Bu açıklamalar ışığında uyuşmazlık konusu değerlendirildiğinde;
Ticareti usulüne aykırı olarak terk etmek suçunun oluşabilmesi için, gerçek kişi tacir ya da ticaret şirketi müdür veya yetkili temsilcilerinin fiili olarak ticareti terk etmesi ve bu durumu onbeş gün içerisinde kayıtlı bulundukları ticaret sicili memurluğuna bildirmemesinin gerekmesi karşısında; sanığın ortağı ve temsilcisi olduğu limited şirketin ticareti gerçekten terk edip etmediği yönünde zabıta araştırması yaptırılıp, vergi mükellefliğinin devam edip etmediği de belirlenerek sonucuna göre sanığın hukuki durumunun takdir ve tayini gerekirken, eksik araştırmaya dayalı olarak beraat hükmü kurulması isabetli değildir.

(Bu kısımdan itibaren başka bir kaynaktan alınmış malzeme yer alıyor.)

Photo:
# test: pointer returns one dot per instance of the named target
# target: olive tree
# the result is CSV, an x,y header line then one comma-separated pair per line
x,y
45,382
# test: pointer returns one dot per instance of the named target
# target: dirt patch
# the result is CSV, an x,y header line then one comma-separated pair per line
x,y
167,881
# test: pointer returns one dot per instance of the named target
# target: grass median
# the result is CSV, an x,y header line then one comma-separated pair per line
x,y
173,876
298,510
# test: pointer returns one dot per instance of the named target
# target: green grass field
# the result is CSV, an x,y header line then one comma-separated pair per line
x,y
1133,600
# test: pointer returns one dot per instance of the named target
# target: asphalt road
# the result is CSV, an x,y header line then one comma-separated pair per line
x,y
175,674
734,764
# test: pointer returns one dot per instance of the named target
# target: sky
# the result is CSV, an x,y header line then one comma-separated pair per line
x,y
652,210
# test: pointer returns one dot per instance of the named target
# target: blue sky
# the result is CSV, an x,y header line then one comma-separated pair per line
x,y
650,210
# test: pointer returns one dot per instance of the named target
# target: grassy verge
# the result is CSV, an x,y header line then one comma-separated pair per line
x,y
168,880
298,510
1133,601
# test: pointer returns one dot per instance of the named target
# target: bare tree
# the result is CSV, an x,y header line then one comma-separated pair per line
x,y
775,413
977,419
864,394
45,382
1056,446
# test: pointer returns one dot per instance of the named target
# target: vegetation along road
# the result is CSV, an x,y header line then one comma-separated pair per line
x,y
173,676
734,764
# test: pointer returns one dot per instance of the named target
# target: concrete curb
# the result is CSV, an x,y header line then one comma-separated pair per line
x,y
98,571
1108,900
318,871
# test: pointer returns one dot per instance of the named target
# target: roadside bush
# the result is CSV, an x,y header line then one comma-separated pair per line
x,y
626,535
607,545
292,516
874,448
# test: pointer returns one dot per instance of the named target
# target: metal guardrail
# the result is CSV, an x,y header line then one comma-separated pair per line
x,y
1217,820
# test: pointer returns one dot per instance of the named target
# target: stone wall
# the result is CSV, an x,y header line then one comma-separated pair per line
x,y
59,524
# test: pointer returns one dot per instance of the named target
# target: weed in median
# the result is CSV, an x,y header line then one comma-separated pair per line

Bu itibarla, usul ve kanuna aykırı bir biçimde, eksik araştırmaya dayalı olarak verilen direnme hükmünün bozulmasına karar verilmelidir.
SONUÇ:
Açıklanan nedenlerle;
1- İstanbul 9. İcra Ceza Mahkemesinin 05.11.2013 gün ve 208-459 sayılı direnme hükmünün, ticareti terk suçunun faili olabilecek sanığın, ortağı ve temsilcisi olduğu limited şirketin ticareti gerçekten terk edip etmediği yönünde zabıta araştırması yaptırılıp, vergi mükellefliğinin devam edip etmediği de belirlenerek sonucuna göre sanığın hukuki durumunun takdir ve tayini gerekirken, eksik araştırmaya dayalı olarak beraat kararı verilmesi isabetsizliğinden BOZULMASINA,
2- Dosyanın, mahalline gönderilebilmesi amacıyla Yargıtay Cumhuriyet Başsavcılığına TEVDİİNE, 23.09.2014 tarihinde yapılan müzakerede oybirliğiyle karar verildi.